Bénabar : Le kangourou chantant
En dix ans, Bénabar est devenu un phénomène en France, le chanteur populaire par excellence, avec ses chansons drôles et tendres. Rencontre avec le phénomène dans sa loge parisienne.
En plein Paris, à la mythique salle des Folies Bergère, un kangourou bondit, tourne sur lui-même, sue et frémit. Puis rebondit encore. Applaudissements hystériques. Déferlante de joie, de rires. Bénabar a la cote, il le sait, et s’en réjouit. Pendant deux heures, il peut remiser sa timidité et sa nervosité (bien palpables en entrevue), pour devenir une bête de scène irrésistible, un kangourou qui saute partout, s’approprie les planches comme peu savent le faire.
Il rejoint un vaste auditoire: élégants trentenaires comme lui, jeunes intellos dans la vingtaine, parents, grands-parents et… enfants. Il fallait les voir, ce soir-là, les mômes enthousiastes, emmenés par leurs parents. Bénabar, une sortie familiale? De père en fils, ça tape dans les mains à toutes occasions, ça chante avec le chanteur. Et ça bondit. Décidément. Un public kangourou.
Même si la chaleur est intenable au balcon, qu’on ne voit pratiquement rien, que la musique bouffe les paroles (essentielles, chez Bénabar), on tombe sous le charme du chanteur, ironique observateur de nos travers intimes: "Je ne me complais pas dans le populaire, je n’ai pas non plus la haine des intellectuels. Je me méfie seulement des faux intellectuels snobs. Contrairement à plein de gens, je trouve que le côté grand public, pour un chanteur, est très noble. Ce qui ne m’empêche pas d’aimer à la fois Michel Delpech et Alain Bashung ou Tom Waits", nous confie Bénabar dans sa petite loge des Folies, une heure avant son concert.

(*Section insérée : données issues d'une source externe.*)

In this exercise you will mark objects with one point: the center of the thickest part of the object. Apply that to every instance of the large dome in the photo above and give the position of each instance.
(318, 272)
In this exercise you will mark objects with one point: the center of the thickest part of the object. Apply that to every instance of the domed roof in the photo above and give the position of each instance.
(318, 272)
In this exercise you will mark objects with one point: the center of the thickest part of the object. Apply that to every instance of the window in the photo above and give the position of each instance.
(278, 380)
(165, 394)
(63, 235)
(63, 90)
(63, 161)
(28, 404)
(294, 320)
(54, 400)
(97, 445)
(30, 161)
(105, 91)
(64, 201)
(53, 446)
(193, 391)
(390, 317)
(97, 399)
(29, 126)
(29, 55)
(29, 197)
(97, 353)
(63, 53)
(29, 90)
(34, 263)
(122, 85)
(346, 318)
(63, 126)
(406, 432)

À l’heure du vin et des clopes, consommés avec angoisse, ça se lit dans son teint, blafard: "Le succès permet des conditions de tournée et de vie plus confortables, mais la pression, le stress augmentent aussi. Par nature, je me mets déjà de la pression tout seul, alors tu vois… J’ai toujours été hyper-nerveux et anxieux, mais j’essaie de résister pour ne pas sombrer là-dedans."
Mais au-delà des aléas, des malaises du chanteur populaire, il y a chez Bénabar une jubilation permanente: celle que procurent ses chansons. Une poignée d’albums en dix ans, une écriture précise, raffinée, des observations hilarantes. Un regard posé sur les choses, des histoires racontées de biais, par l’anecdote. Ainsi, sur le dernier opus, Reprise des négociations, qui vient tout juste de paraître chez nous, l’amateur de chanson française a souvent de quoi se régaler. Le Méchant de James Bond est un superbe exemple du style Bénabar, fait de détours, de références à la culture populaire, de dérision et de tendresse: "Il voudrait être un méchant de James Bond / Pour menacer la planète / Et soumettre le monde / Armé jusqu’aux dents dans un repaire qu’il imagine / À l’intérieur d’un volcan ou dans une base sous-marine / Il aurait un rire sardonique qui inspire la terreur / Pas trop sardonique quand même / Parce qu’il sait pas ce que ça veut dire". La chanson va bon train, on rigole, puis soudain: "Peut-être même que sa femme annulerait le divorce, et aucun juge n’aurait l’audace de le priver de ses gosses". De la fantaisie au constat d’une injustice sociale, voilà Bénabar dans toute sa splendeur.
Une utilisation du langage quotidien qui est chère au chanteur populaire: "Ce qui est important, c’est qu’on suive la chanson et qu’on comprenne ce que je raconte. Je ne vais pas essayer de montrer que je suis un intello et que je connais des mots compliqués." Grand lecteur? "J’ai du mal à lire des romans. J’ai un peu le défaut des trentenaires urbains qui lisent beaucoup les journaux, qui regardent trois fois par jour les infos à la télé." Mais ses chansons racontent admirablement la société dans laquelle nous vivons, avec juste ce qu’il faut de romances et d’histoires romancées pour faire de lui un chroniqueur de nos sentiments, toutes générations confondues. Populaire, quoi.